"Siamo delicati nel fare il bene: la gentilezza è fiore di carità cristiana."
Don Orione

Caro Don Orione, caro padre, abbi pazienza con noi, perdonaci e continua ad aiutarci, intercedi per noi, perché nelle decisioni che prendiamo nelle nostre Case e nelle parole e eni gesti delle nostre giornate di lavoro sia sperimentabile per gli altri e per noi stessi la misericordia del Signore Gesù.

Sono le parole di uno dei partecipanti al VII Convegno apostolico che, al termine dei lavori, sono stati invivati a scrivere un loro pensiero su una cartolina da indirizzare ad un destinatario a piacere.

Ciascuno si porta a casa un ricco bagaglio di stimoli e riflessioni: l'amore sconfinato e ardente di Dio per l'uomo, di cui noi siamo tramite per gli altri attravero i gesti di misericordia, come ha dello Monsignor Viola, Vescovo di Tortona, nella sua meditazione sul significato della misericodia; l'utilizzo di nuovi strumenti per l'annuncio del Vangelo, perchè è per tutti e quindi non esiste differenza nell'annuncio tra "normali" e disabili, proposto da suor Veroniva Amata Donatello, dell'ufficio catechistico nazionale della Conferenza Episcopale Italiana; lo sforzo di rendere concreti e misurabili gli indicatori della qualità di vita, come ha proposto Massimo Giordani dellla Qu.

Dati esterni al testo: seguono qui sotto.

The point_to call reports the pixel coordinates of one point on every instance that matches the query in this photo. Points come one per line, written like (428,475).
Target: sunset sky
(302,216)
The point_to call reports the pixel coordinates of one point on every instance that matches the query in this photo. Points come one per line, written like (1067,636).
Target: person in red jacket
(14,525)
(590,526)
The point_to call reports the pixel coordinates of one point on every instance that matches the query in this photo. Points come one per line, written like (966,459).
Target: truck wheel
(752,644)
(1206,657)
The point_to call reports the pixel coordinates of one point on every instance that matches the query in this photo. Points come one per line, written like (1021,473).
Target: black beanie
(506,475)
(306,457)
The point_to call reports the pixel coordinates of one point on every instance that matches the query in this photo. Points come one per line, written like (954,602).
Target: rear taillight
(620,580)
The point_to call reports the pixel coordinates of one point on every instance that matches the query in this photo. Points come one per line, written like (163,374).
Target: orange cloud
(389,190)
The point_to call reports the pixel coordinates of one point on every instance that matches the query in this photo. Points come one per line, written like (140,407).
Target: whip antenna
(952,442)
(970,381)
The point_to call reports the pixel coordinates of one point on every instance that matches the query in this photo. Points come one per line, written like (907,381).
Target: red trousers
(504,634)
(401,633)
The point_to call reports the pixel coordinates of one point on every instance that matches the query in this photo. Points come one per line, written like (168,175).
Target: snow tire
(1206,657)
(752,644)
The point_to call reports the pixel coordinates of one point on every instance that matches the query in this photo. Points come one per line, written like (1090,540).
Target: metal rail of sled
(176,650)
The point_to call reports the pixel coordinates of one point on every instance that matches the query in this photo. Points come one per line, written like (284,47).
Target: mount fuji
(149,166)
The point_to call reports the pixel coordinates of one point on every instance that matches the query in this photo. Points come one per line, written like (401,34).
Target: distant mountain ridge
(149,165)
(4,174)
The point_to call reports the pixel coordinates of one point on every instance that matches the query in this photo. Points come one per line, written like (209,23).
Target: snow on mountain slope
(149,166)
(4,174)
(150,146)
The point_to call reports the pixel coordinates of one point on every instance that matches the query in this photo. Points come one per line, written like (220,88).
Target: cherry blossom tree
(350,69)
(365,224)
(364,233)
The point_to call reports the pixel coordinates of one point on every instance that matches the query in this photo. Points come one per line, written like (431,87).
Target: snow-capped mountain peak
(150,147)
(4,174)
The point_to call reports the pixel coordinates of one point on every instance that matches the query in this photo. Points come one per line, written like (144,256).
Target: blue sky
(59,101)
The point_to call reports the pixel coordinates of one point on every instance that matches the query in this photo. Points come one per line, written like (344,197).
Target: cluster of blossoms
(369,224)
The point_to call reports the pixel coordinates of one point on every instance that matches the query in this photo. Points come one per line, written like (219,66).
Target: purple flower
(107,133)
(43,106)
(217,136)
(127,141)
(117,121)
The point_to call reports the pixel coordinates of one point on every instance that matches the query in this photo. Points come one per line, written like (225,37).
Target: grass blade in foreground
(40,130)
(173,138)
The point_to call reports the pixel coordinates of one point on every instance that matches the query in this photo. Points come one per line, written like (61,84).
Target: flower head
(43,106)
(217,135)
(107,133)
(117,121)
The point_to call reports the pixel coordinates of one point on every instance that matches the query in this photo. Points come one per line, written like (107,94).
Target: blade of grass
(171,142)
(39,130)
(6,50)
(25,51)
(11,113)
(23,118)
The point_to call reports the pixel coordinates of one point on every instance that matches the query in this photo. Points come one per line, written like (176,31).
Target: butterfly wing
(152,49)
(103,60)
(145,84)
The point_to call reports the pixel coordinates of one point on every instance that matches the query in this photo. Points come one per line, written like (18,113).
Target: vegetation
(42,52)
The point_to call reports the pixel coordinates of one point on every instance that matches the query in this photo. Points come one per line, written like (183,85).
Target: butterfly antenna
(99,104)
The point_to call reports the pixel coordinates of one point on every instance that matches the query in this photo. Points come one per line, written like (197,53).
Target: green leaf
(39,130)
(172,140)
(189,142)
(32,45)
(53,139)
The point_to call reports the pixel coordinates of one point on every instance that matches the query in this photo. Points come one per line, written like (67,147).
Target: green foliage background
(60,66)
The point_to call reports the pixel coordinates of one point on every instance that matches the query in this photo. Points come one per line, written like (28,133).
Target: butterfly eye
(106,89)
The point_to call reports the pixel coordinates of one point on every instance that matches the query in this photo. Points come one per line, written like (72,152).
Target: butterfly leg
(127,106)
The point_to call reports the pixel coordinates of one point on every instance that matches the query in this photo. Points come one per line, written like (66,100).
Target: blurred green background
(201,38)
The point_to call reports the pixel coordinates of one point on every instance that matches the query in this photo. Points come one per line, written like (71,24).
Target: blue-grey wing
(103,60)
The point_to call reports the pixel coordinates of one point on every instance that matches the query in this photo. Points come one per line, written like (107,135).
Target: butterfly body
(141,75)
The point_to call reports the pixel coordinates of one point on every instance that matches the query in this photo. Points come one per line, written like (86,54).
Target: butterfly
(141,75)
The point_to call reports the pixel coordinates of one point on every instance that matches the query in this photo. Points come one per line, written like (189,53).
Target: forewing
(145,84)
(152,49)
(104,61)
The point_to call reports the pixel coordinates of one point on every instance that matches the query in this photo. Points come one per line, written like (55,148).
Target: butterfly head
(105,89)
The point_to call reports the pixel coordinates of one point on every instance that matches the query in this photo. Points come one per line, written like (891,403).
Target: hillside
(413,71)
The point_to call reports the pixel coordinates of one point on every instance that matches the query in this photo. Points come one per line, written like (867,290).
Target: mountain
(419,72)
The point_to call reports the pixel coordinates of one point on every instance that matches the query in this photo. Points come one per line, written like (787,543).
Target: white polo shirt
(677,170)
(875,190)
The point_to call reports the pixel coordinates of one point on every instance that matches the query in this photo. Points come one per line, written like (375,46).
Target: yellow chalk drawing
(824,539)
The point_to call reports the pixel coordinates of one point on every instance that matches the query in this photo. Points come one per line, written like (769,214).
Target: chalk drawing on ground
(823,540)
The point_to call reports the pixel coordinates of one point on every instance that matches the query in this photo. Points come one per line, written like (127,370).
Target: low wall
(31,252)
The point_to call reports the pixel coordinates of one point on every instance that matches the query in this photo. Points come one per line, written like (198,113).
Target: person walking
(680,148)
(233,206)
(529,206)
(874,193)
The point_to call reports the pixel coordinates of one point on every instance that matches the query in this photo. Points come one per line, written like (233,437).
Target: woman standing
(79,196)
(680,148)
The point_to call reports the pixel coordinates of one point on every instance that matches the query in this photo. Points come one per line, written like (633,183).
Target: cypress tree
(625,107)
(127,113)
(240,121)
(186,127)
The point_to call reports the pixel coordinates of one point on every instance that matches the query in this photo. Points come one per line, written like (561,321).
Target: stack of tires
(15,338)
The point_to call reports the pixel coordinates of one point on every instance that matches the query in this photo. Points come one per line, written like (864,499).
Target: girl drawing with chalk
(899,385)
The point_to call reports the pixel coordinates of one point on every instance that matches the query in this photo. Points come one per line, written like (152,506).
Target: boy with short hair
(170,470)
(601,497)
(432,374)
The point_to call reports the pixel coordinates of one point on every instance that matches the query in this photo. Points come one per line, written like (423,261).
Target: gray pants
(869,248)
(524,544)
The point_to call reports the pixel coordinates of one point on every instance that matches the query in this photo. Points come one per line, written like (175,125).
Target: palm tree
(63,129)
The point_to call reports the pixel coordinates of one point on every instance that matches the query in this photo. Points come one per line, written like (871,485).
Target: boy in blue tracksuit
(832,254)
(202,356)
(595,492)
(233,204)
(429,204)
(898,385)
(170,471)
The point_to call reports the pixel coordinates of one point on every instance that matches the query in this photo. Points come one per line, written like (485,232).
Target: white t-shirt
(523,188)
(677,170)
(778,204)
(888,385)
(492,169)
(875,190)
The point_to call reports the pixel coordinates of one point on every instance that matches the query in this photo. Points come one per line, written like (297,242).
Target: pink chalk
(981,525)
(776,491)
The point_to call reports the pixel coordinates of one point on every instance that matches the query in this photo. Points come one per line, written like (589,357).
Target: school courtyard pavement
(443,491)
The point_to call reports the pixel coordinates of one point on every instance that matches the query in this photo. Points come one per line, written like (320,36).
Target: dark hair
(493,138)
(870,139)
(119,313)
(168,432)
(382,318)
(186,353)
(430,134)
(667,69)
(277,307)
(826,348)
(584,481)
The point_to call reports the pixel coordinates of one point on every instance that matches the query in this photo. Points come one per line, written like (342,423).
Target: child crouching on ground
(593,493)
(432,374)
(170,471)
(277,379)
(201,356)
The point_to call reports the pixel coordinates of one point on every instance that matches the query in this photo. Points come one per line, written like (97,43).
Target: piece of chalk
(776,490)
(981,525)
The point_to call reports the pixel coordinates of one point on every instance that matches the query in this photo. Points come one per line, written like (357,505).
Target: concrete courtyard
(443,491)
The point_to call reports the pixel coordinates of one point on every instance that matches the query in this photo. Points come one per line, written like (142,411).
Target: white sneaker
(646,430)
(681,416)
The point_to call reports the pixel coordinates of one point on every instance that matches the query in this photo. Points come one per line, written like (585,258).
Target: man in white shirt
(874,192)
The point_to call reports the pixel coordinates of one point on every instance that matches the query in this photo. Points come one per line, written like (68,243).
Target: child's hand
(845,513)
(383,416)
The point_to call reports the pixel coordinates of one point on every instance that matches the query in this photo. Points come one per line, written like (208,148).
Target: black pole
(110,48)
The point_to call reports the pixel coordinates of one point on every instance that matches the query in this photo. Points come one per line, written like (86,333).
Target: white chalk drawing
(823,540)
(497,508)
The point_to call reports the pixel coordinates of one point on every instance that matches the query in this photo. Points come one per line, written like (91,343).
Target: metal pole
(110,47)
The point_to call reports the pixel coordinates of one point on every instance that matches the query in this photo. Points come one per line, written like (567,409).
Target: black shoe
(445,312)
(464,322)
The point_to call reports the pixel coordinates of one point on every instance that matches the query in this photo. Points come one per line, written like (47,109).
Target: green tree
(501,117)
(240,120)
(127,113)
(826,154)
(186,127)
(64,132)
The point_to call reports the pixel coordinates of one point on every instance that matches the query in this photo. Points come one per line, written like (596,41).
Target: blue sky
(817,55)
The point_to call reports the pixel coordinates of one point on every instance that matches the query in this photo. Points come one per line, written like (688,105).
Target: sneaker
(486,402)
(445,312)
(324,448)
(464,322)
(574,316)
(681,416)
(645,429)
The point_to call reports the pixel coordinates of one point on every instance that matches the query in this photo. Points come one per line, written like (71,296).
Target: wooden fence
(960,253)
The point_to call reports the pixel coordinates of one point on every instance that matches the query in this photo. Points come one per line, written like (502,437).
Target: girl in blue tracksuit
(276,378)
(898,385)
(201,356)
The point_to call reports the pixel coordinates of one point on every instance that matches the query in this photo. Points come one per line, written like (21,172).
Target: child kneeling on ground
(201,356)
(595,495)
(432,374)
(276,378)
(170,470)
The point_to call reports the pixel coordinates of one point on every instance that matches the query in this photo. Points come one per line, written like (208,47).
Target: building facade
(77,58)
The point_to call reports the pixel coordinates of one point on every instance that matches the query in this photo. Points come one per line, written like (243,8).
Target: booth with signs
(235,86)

Be. Srl; l'esperienza di accoglienza e inclusione della Fondazione Orione 80 Onlus; il modello di welfare aziendale realizzato dalla Fondazione Opera Immacolata Concezione, illustrato da Fabio Toso.

Ciascuno porta a casa il ricordo dei volti e delle mani delle persone incontrate, le chiacchiere, il confronto, le risate.

Ciascuno torna a casa un po' più ricco e consapevole di avere una grande responsabilità: essere oggi, ogni giorno, il cuore e le mani di Don Orione, consumarsi nella cura dei più fragili con un amore che trovi la sua sorgente e la sua forza in Colui che ha donato interamente la sua vita per l'uomo.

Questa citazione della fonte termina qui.